If you’re running agentic sessions with long context and long outputs:

  • 35B MoE ROCm MTP (37.5 tok/s at full context) is the sweet spot for interactive chat
  • 122B Vulkan non-MTP (23.7 tok/s) is a viable quality lane if you don’t need MTP
  • 27B dense (6-9 tok/s) is not viable regardless of backend — the MoE architecture is the real speed multiplier
  • Vulkan MTP on 122B regresses (-6% at full context) — skip it and use non-MTP instead

Power and Thermal
#

MetricROCm 7.13Vulkan
Socket power74-89WN/A
Temperature48°CN/A
GFX activity78-99%N/A
GTT used (35B loaded)43GB/114GBN/A

ROCm gives better GPU utilization and lower idle overhead (157MB vs unknown for Vulkan). Power stays consistent across all workloads.

What Changed
#

  • ROCm 7.2.2 → 7.13: the therock-gfx1151 codegen path finally works. 7.2.2 could enumerate the GPU but couldn’t compile shaders.
  • MTP merged to llama.cpp main: May 16. --spec-type draft-mtp --spec-draft-n-max 2 enables it. Accept rates are 76-90% depending on output length.
  • Voyager node swap: voyager (Ryzen 9900X, RTX 5090) is now the foreground Hermes session; artemis (Strix Halo) is the parallel worker/auxiliary node.

Setup Notes
#

ROCm 7.13 + therock-gfx1151 requires the custom codegen path from kyuz0’s TheRock toolbox. Build llama.cpp with:

cmake -B build-rocm -DGGML_HIP=ON -DCMAKE_PREFIX_PATH=/home/therock-gfx1151
cmake --build build-rocm --config Release

BF16 models don’t work at full context on Strix Halo — the drivers can’t handle it. Q8 is the sweet spot for 35B, Q4 for 122B.

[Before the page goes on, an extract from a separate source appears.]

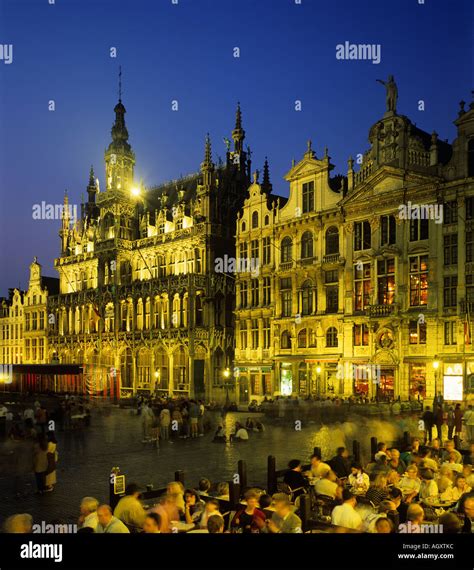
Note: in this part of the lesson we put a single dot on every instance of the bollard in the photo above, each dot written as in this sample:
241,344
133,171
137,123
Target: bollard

amd_iommu is off — it’s safe and gives a 2-6% speed boost on this hardware.

RADV unified heap is enabled via ~/.drirc. TTM pages_limit is set to 112GB.

Summary
#

ROCm is faster when the KV cache is small. Vulkan is more stable when it’s full. MTP recovers most of ROCm’s loss at full context but doesn’t help on 122B Vulkan. The MoE architecture (3B or 10B active) is the real differentiator — dense 27B is 5x slower than 35B MoE because it has 27B active params to process per token.

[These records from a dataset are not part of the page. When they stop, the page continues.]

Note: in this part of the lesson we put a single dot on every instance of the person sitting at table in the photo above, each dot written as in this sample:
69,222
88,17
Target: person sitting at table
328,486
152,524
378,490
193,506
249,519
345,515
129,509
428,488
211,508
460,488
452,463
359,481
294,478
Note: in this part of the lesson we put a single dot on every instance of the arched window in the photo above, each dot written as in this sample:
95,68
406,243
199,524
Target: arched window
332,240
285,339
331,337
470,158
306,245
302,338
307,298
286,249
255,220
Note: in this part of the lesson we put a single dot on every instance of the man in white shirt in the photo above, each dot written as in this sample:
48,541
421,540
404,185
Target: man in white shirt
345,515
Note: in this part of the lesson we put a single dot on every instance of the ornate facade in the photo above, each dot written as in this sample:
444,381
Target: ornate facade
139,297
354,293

For my setup, ROCm 7.13 with MTP on the 35B MoE remains the production choice: 37.5 tok/s at full context, under 100W, with 262k context available.

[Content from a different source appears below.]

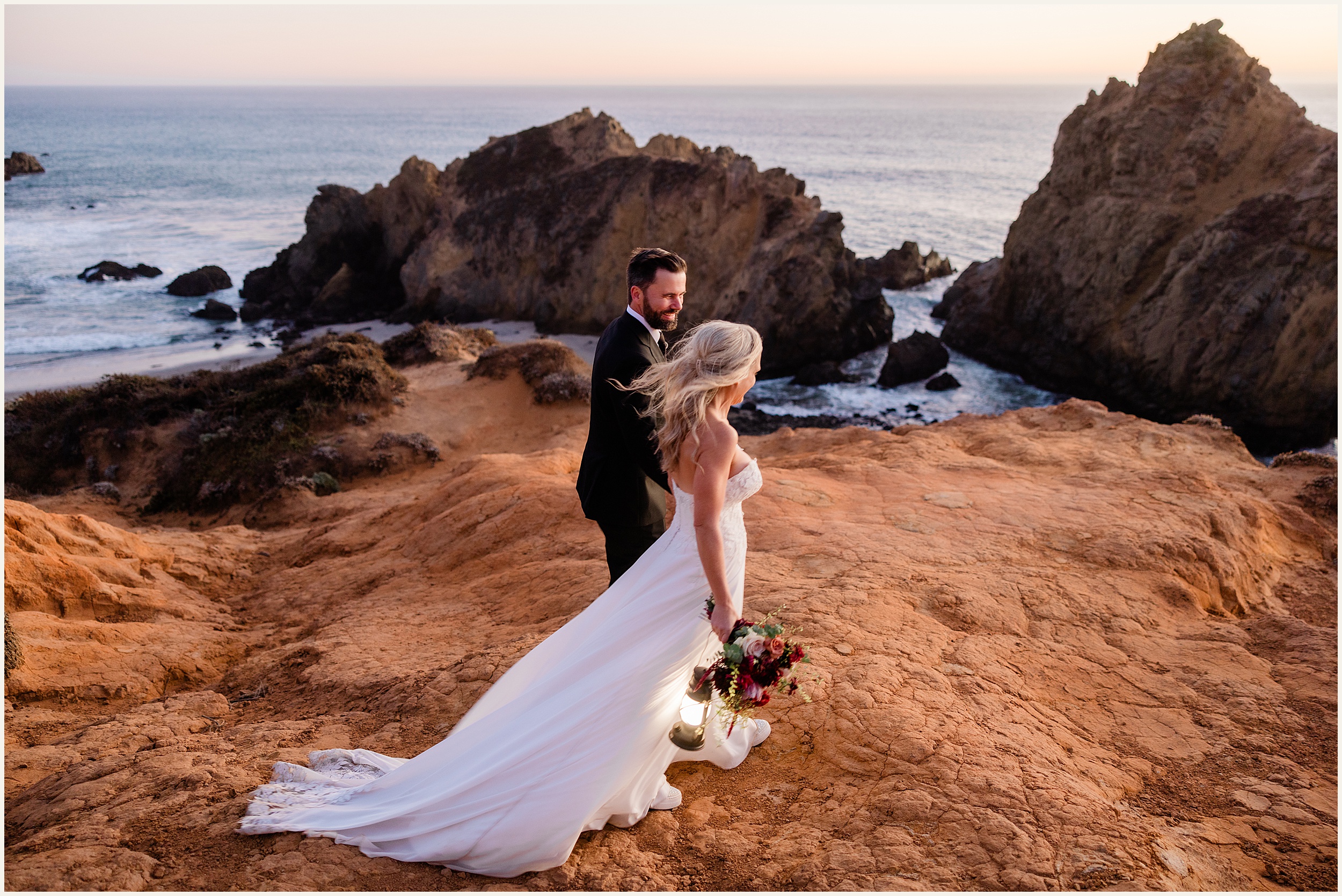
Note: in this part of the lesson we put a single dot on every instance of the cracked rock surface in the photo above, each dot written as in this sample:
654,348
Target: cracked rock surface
1061,648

Hardware: Minisforum MS-S1 Max, Ryzen AI MAX+ 395, 128GB LPDDR5X, Radeon 8060S iGPU (gfx1151). Software: ROCm 7.13.0a20260515, Vulkan 1.3 RADV, llama.cpp b9188. All numbers from live llama-swap proxy, not llama-bench synthetic runs. Raw data available on request.